Sunday, June 18, 2017

From The Scrapbook Of Princeton All-American William Church

There are hundreds of items in William Church's scrapbook, and we have posted some of the more interesting photographs and ephemera previously on this blog (Jan 2, 2014, Sept 14, 2013, Feb 13, 2014, Nov 2, 2014, July 21, 2013).
Going through one of our bins tonight, we chose a few more pieces that we thought interesting to post. Church kept absolutely everything.

    Church's scrapbook contains over one hundred newspaper clippings and articles.

                          Church even kept his train tickets - this selection from 1895.

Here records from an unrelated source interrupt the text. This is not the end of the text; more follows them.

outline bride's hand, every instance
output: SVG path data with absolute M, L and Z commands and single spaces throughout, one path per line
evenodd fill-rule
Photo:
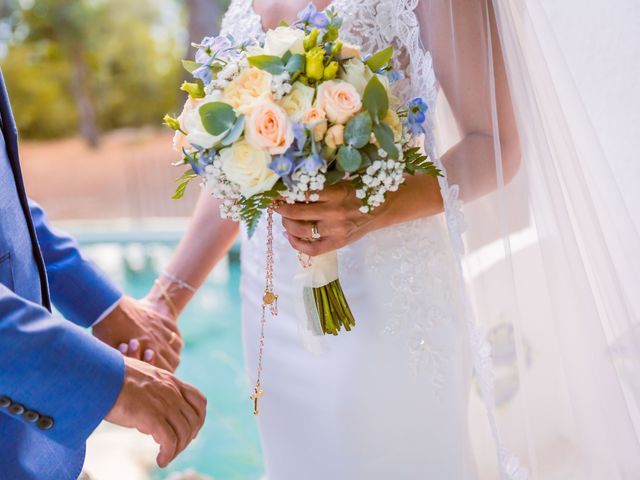
M 345 181 L 324 189 L 317 202 L 281 204 L 276 212 L 282 215 L 282 225 L 293 248 L 316 256 L 349 245 L 375 230 L 375 220 L 384 205 L 370 214 L 362 213 L 361 206 L 351 182 Z M 320 239 L 310 241 L 314 225 Z

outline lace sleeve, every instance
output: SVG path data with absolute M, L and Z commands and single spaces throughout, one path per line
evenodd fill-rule
M 394 67 L 404 79 L 396 82 L 393 93 L 403 101 L 422 97 L 433 111 L 437 85 L 431 55 L 420 39 L 414 12 L 418 0 L 337 0 L 344 19 L 342 37 L 360 45 L 363 53 L 373 54 L 393 46 Z
M 262 36 L 260 17 L 253 10 L 253 0 L 231 0 L 224 14 L 220 33 L 239 41 Z

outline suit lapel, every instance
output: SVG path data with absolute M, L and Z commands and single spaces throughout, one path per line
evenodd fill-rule
M 7 146 L 7 155 L 9 156 L 9 162 L 11 163 L 13 176 L 16 179 L 16 188 L 18 190 L 18 196 L 20 197 L 20 205 L 22 205 L 22 210 L 27 221 L 27 227 L 29 228 L 29 234 L 31 235 L 33 258 L 36 261 L 38 272 L 40 273 L 40 290 L 42 292 L 42 303 L 46 308 L 51 310 L 49 286 L 47 282 L 47 270 L 42 259 L 40 246 L 38 245 L 36 230 L 33 226 L 33 220 L 31 219 L 31 211 L 29 210 L 29 201 L 24 189 L 22 170 L 20 169 L 20 157 L 18 155 L 18 129 L 16 128 L 16 123 L 13 118 L 13 112 L 11 111 L 9 94 L 7 93 L 7 88 L 4 83 L 2 70 L 0 70 L 0 116 L 2 117 L 2 134 Z

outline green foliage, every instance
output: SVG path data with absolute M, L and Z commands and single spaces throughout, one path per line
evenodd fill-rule
M 188 73 L 193 73 L 202 66 L 201 63 L 194 62 L 193 60 L 182 60 L 182 68 Z
M 189 169 L 184 172 L 184 175 L 176 180 L 176 182 L 179 183 L 176 187 L 176 193 L 173 194 L 173 197 L 171 197 L 171 199 L 179 200 L 184 197 L 184 192 L 187 190 L 187 185 L 189 185 L 189 182 L 194 178 L 198 178 L 198 175 L 196 175 L 193 170 Z
M 236 113 L 228 103 L 205 103 L 199 112 L 204 129 L 211 135 L 222 135 L 236 123 Z
M 279 195 L 278 190 L 282 188 L 282 182 L 279 181 L 268 192 L 259 193 L 244 199 L 240 217 L 247 227 L 247 235 L 249 238 L 255 233 L 263 212 L 271 205 L 273 199 Z
M 347 122 L 344 128 L 344 141 L 347 145 L 362 148 L 371 138 L 373 123 L 368 112 L 362 112 Z
M 375 55 L 372 55 L 365 63 L 372 72 L 377 72 L 389 63 L 389 60 L 391 60 L 392 56 L 393 47 L 387 47 L 384 50 L 380 50 Z
M 234 123 L 233 127 L 231 127 L 231 130 L 229 130 L 229 133 L 227 133 L 220 142 L 225 147 L 231 145 L 233 142 L 235 142 L 240 138 L 240 135 L 242 135 L 243 130 L 244 130 L 244 115 L 240 115 L 236 120 L 236 123 Z
M 373 133 L 383 150 L 389 154 L 389 157 L 396 160 L 400 152 L 393 142 L 393 130 L 391 130 L 391 127 L 384 122 L 380 122 L 373 126 Z
M 387 90 L 377 75 L 371 77 L 362 95 L 362 105 L 371 114 L 374 123 L 382 120 L 389 111 Z
M 269 72 L 272 75 L 280 75 L 285 71 L 284 63 L 280 57 L 275 55 L 253 55 L 247 57 L 250 65 L 253 65 L 260 70 Z
M 440 169 L 429 160 L 429 157 L 420 152 L 420 149 L 409 148 L 404 152 L 405 170 L 411 175 L 418 172 L 430 175 L 432 177 L 441 177 Z
M 338 150 L 338 168 L 343 172 L 355 172 L 360 169 L 362 155 L 354 147 L 343 145 Z

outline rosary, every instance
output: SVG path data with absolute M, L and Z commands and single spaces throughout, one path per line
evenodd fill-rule
M 260 398 L 264 391 L 260 385 L 262 377 L 262 359 L 264 356 L 264 327 L 267 323 L 267 308 L 272 317 L 278 315 L 278 296 L 273 291 L 273 209 L 267 209 L 267 267 L 265 274 L 265 288 L 262 296 L 262 317 L 260 318 L 260 340 L 258 342 L 258 371 L 256 386 L 249 398 L 253 400 L 253 414 L 260 413 Z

                                  ..."do up Yale at all hazards". What a great quote!

Monday, June 12, 2017

Extremely Rare Sheet Music Featuring Native American John Levi

Published in 1929, this football themed sheet music is nearly impossible to locate a copy of, and our interest in Native American football made this something of great interest to us. The cover features Arapaho Indian John Levi, who rivaled Jim Thorpe as the greatest Native American athlete. Tradition holds that Thorpe considered Levi the greatest athlete that he had seen. Levi played and coached at the Haskell Institute in Lawrence, Kansas (All-American) and was a player/coach for the professional Hominy Indian team (see our blog entries of August 14, 2013 and August 3, 2015). 

Wednesday, June 7, 2017

Cyanotype of the 1900 Dartmouth Varsity Captains and Managers

Cyanotypes of sports subjects are not common but can be found, and this is one of the best examples we have come across. Having a unique blue hue, these photos are known for their clarity and resistance to fading.
Front row left to right are Irving French, captain of the varsity baseball team, Frank William Lowe, football captain and Frederick White Haskell, captain of the track team.
Back row left to right are Joseph Raphael, manager of the baseball team, Harry Washburn, manager of the football team and Verson Gooch, manager of the track team.
French and Haskell were also classmates at Philips Andover Academy, representing the same sports they played at Dartmouth.
It is interesting to note that most sports related cyanotypes that have come on the market in the last five or six years happen to have Dartmouth as their subject matter. It was likely the preference of, or possibly simply experimentation with a lesser utilized photographic process, by a singular photographer for a relatively short period of time.